Но вернемся к особому пониманию исторического процесса православного русского народа, получившему исчерпывающий анализ в вышеуказанной статье Ивана Сергеевича Аксакова: «Мы невольно спрашиваем себя, чем бы в настоящую минуту проявил себя русский народ, если бы, обладая нашей наукой, он сознавал в то же время всю историческую ценность тысячелетнего пространства времени в жизни гражданских обществ? Он почувствовал бы потребность подвести итог десятивековому своему существованию, обнять сознанием все прожитое им тысячелетие и, силою мысли и памяти воссоздав в своем представлении эту тысячу лет
Согласитесь, примеров такого нравственного отношения к национальной истории история всечеловеческая имеет всего два. Первый раз дух человеческий, дух народа через своих духовных лидеров осознал личную нравственную ответственность перед лицом Всевышнего, ответственность участника и сотворца внешнего исторического делания во времена ветхозаветные, во времена пророков Израиля.
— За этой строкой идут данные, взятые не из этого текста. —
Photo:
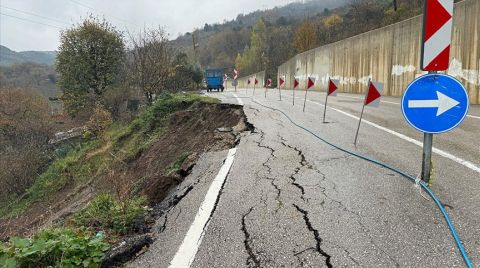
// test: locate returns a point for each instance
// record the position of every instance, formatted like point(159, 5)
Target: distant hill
point(297, 11)
point(9, 57)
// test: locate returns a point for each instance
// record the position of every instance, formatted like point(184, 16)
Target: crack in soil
point(252, 260)
point(316, 235)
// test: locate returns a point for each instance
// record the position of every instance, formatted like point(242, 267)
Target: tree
point(331, 22)
point(89, 62)
point(305, 37)
point(254, 57)
point(149, 62)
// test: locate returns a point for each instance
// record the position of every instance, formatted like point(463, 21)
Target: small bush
point(177, 164)
point(100, 120)
point(54, 248)
point(110, 215)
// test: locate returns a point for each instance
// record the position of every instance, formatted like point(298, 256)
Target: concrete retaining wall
point(391, 55)
point(243, 81)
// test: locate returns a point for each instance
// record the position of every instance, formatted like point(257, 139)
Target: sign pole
point(427, 153)
point(326, 100)
point(325, 108)
point(359, 122)
point(427, 156)
point(361, 114)
point(305, 100)
point(293, 99)
point(306, 86)
point(280, 91)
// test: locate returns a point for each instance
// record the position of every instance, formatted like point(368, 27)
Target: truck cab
point(214, 79)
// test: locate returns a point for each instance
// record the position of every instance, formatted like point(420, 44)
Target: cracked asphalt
point(292, 201)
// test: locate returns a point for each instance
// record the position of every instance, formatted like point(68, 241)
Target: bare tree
point(149, 62)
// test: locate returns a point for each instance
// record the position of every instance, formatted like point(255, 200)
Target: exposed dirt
point(189, 133)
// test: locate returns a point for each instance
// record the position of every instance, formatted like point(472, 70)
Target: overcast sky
point(176, 16)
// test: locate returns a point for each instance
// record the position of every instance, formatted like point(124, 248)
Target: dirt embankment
point(188, 133)
point(203, 127)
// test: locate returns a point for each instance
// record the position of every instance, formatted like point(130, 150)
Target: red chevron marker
point(437, 35)
point(373, 94)
point(269, 82)
point(311, 82)
point(333, 86)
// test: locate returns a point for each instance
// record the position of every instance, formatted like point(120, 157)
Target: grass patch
point(177, 164)
point(113, 216)
point(58, 247)
point(128, 141)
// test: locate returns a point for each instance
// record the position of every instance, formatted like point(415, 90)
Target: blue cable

Второй раз, с еще большей нравственной силой с еще большим национальным единодушием в русской истории до Петра Великого.
Вослед И.С. Аксакову и мы можем быть совершенно уверены, что «… если история вообще считается наставницей народов, то ни для кого не имеет она такого жизненного значения, как для племен славянских, и для русского в особенности… Она возвращает нас к нашим основным органическим началам и предносит путеводный свет нашему историческому шествию.
Ни один европейский народ не состоял никогда и не имел надобности состоять в таком сознательном отношении к своей истории во всем ее целом объеме; ни один не искал в ней ответов на такие жизненно нравственные запросы, как народы славянские, ни у кого из них литература исторической науки не представляет такого пытливого суда, такого строгого следствия над своей историей, как русская историческая литература. Действительно, какими бы ближайшими побуждениями ни руководствовались наши деятели на поприще исторической науки, как бы некоторые из них ни отрицали в принципе нравственный элемент и его духовно-производительную силу в истории, как бы ни уклонялись, по-видимому, от христианского созерцания, все они невольно, бессознательно движимые тем же народным инстинктом, к которому большая часть из них выражает такое высокомерное презрение, – все они предъявляют прожитому тысячелетию такие нравственные требования, которые свидетельствуют о живучести нравственного начала в народе и о живом значении истории… Мы постоянно встречаемся в нашей словесности с оживленными прениями о том, вполне ли согласен с понятиями добра или чести тот или другой поступок народа или князя… вопрос об оправдании Иоанна Грозного или Бориса Годунова есть для нас вопрос вовсе не мертвый и не отвлеченный… Наша историческая литература постоянно вращается в сфере нравственного суда и не сходит с поля нравственных требований, предъявляемых во имя того нравственного идеала, который без их собственного ведома живет в сердцах отрицателей этого нравственного идеала!».
Мы еще раз убеждаемся, что слова о глубокой воцерковленности русского быта, нравов и национальной истории нашего народа в первый же век после крещения – не пустые слова. Весь дух народный пропитался Христовой истиной. Вся национальная жизнь его искала уподобится Божественной литургии. «Действие нравственных истин не прекращается в нашей истории и продолжает свой логический процесс в сфере отвлеченной работы мысли, и мы, таким образом, как бы повторяем, как бы переживаем вновь и должны пережить всю нашу тысячелетнюю историю в области сознания», – уверен И.С. Аксаков, уверены и мы вслед за ним.